La vendeuse m’a dévisagée et a dit d’un ton sarcastique : « Si vous n’avez même pas une tenue correcte, vous ne pouvez rien vous permettre dans ce magasin. »

Puis elle s’est tournée vers Jenny et a ajouté : « Ma chérie, ne t’habitue pas aux choses chères. De toute façon, ta maman ne pourra pas te les acheter. »
J’ai serré la main de ma fille et me suis dirigée vers la sortie, le visage en feu de honte. Jenny a murmuré doucement : « Maman, ne pleure pas. Allons dans un autre magasin. »
Je n’en pouvais plus. Ma fille Jenny ne devait pas voir sa mère désemparée. J’ai pris une grande inspiration et j’ai dit fermement : « Appelez le responsable ! »
Quand elle est arrivée, j’ai dit clairement : « Je suis venue acheter ce gilet pour ma fille, mais le personnel vous manque de respect et refuse de vous le vendre. »

Le responsable m’a regardée, puis a regardé les employés. Ils ont essayé de se justifier : « Vous n’avez pas les moyens. »
À ce moment-là, j’ai sorti presque toutes mes économies – l’argent que j’avais mis de côté non seulement pour le gilet, mais aussi pour d’autres choses essentielles. Mes doigts tremblaient, mais ma voix était calme : « Appelez-moi et présentez vos excuses à ma fille et à moi. Sinon, je rendrai l’incident public.»
Les vendeuses pâlirent et le gérant leur lança un regard sévère. À contrecœur, elles s’excusèrent.

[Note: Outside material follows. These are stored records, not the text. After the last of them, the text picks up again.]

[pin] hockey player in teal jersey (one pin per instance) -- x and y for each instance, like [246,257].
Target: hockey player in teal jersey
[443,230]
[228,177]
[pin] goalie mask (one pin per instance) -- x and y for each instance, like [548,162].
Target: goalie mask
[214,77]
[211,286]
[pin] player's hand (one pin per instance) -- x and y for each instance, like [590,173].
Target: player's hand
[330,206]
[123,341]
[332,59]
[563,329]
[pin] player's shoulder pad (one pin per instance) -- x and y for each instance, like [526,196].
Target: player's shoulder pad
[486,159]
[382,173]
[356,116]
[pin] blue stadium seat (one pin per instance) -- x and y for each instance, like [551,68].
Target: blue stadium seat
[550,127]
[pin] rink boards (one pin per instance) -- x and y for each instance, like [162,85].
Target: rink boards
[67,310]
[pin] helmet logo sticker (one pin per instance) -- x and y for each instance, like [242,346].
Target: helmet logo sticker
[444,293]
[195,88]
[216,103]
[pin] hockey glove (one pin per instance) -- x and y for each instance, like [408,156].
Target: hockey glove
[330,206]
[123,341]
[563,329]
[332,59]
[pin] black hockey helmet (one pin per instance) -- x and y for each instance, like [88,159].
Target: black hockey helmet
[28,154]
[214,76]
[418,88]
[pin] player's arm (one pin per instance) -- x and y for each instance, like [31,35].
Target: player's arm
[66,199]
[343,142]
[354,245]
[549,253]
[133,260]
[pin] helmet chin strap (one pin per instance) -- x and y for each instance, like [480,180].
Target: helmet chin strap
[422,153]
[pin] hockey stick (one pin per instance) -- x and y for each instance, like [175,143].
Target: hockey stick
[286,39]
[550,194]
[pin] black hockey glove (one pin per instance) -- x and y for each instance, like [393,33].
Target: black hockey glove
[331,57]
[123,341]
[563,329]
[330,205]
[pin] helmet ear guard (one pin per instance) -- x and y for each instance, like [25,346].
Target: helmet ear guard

J’ai pris le gilet et j’ai ressenti une petite victoire, mais significative. En quittant le magasin, je me suis dit : je trouverai un meilleur travail, je deviendrai plus forte et je ne laisserai plus jamais ma fille souffrir à cause de mes erreurs ou de mes faiblesses.
Jenny me regarda avec admiration et je sus qu’aujourd’hui, elle avait vu la vraie femme qu’était sa mère : forte, courageuse et prête à les protéger toutes les deux.